On the second floor of a brick building between the Quiznos and a camera shop at Northeast 40th Avenue and Sandy Boulevard, a 2-foot-high image of Barack Obama's face is pinned to the wall.
On a windowsill in that same space is a 9-inch Obama action figure. And on the back wall is a poster that reads, "Change, It's Coming."
This is the Portland office of Grassroots Campaign Inc., a company hired by the Democratic National Committee to do door-to-door and street fundraising for Obama "and Democrats everywhere."
I'm here in response to ads all over Portland offering $300 to $500 a week to canvass for Obama, And I'm not alone when I come in at 7 pm on a recent Thursday to interview. There are 10 other candidates. For all the talk of how Obama has rewritten the rules of fundraising on the Internet, I'm hoping to get a taste of what the training is like to raise money face-to-face for Obama, and how well Obama's campaign is doing on the doorstep
During a 10-minute interview, I'm asked questions like: "What is the biggest obstacle to a government 'for the people, by the people' in the United States." I'm told I will get upward of $500 a week if I stick with the job through November.

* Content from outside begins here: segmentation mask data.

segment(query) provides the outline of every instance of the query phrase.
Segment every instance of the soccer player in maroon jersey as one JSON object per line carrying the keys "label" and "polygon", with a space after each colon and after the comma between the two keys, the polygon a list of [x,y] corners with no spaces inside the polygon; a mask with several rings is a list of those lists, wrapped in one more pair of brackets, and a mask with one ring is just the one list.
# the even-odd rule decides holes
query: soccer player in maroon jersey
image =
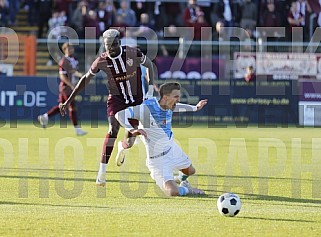
{"label": "soccer player in maroon jersey", "polygon": [[[75,48],[73,45],[68,42],[62,45],[62,51],[65,54],[59,61],[59,103],[64,103],[67,98],[70,96],[72,90],[75,88],[75,85],[82,74],[78,71],[78,60],[74,58]],[[77,107],[76,102],[73,101],[68,105],[69,117],[74,125],[75,132],[77,136],[83,136],[87,132],[83,131],[78,126],[77,118]],[[47,113],[38,116],[39,123],[46,127],[50,117],[59,114],[59,106],[53,106]]]}
{"label": "soccer player in maroon jersey", "polygon": [[[108,164],[120,128],[115,114],[127,107],[141,104],[144,99],[140,65],[147,68],[148,76],[146,79],[149,80],[148,96],[153,94],[153,80],[154,76],[156,76],[154,72],[156,68],[153,66],[152,61],[138,48],[120,46],[120,33],[118,30],[106,30],[103,34],[103,40],[106,51],[92,63],[89,71],[80,79],[68,100],[60,104],[60,111],[64,115],[67,106],[84,89],[96,73],[100,70],[106,73],[109,88],[107,99],[109,131],[104,140],[100,167],[96,179],[96,184],[100,186],[105,186],[106,165]],[[135,124],[135,121],[133,121],[133,124],[137,126],[138,122]],[[122,164],[124,159],[123,151],[133,145],[134,138],[134,135],[127,132],[124,141],[118,144],[118,154],[116,156],[118,165]]]}

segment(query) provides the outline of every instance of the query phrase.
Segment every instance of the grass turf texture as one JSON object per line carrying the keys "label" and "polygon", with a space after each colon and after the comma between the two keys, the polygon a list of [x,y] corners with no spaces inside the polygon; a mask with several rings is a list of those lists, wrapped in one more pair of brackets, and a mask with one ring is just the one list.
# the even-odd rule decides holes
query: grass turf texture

And I get a script to memorize over the weekend called "The DNC Rap," and am told to return on Monday. I'm not asked if I'm an intern at WW, which I am.
On Monday, I arrive just before 2 pm and will spend two hours getting trained before going out with five others to knock on doors.

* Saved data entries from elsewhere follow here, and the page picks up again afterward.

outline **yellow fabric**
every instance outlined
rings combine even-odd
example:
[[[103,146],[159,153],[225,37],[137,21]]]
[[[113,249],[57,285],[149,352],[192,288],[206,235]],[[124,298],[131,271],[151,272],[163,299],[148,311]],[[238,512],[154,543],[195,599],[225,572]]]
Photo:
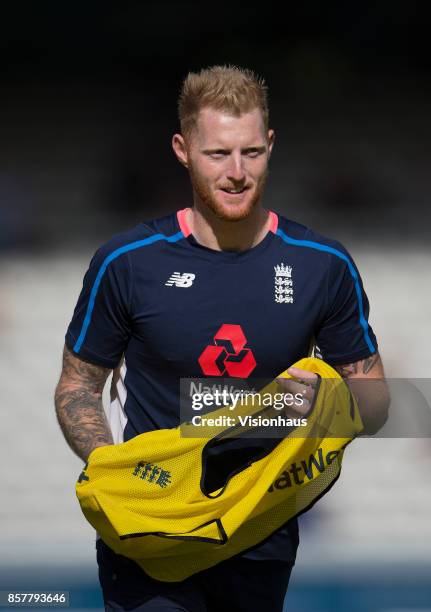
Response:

Laura handles us trainees. She is a post-grad with frizzy blond hair and a blue DNC T-shirt. There are 12 of us—mainly college-age students—and we sit in a big circle as Laura dissects the rap. Each paragraph serves a purpose, she tells us, from the introduction to the "pledge of support" (i.e., the contribution form with a suggested $100 donation). We go around, practicing one person, one paragraph at a time.
"Hi, my name is . I'm with the DNC, and we are working this fall to elect Senator Barack Obama, and Democrats everywhere…."
Once everyone has recited the first paragraph, we move to the second one, which introduces a couple of campaign themes like "change" and the "war in Iraq."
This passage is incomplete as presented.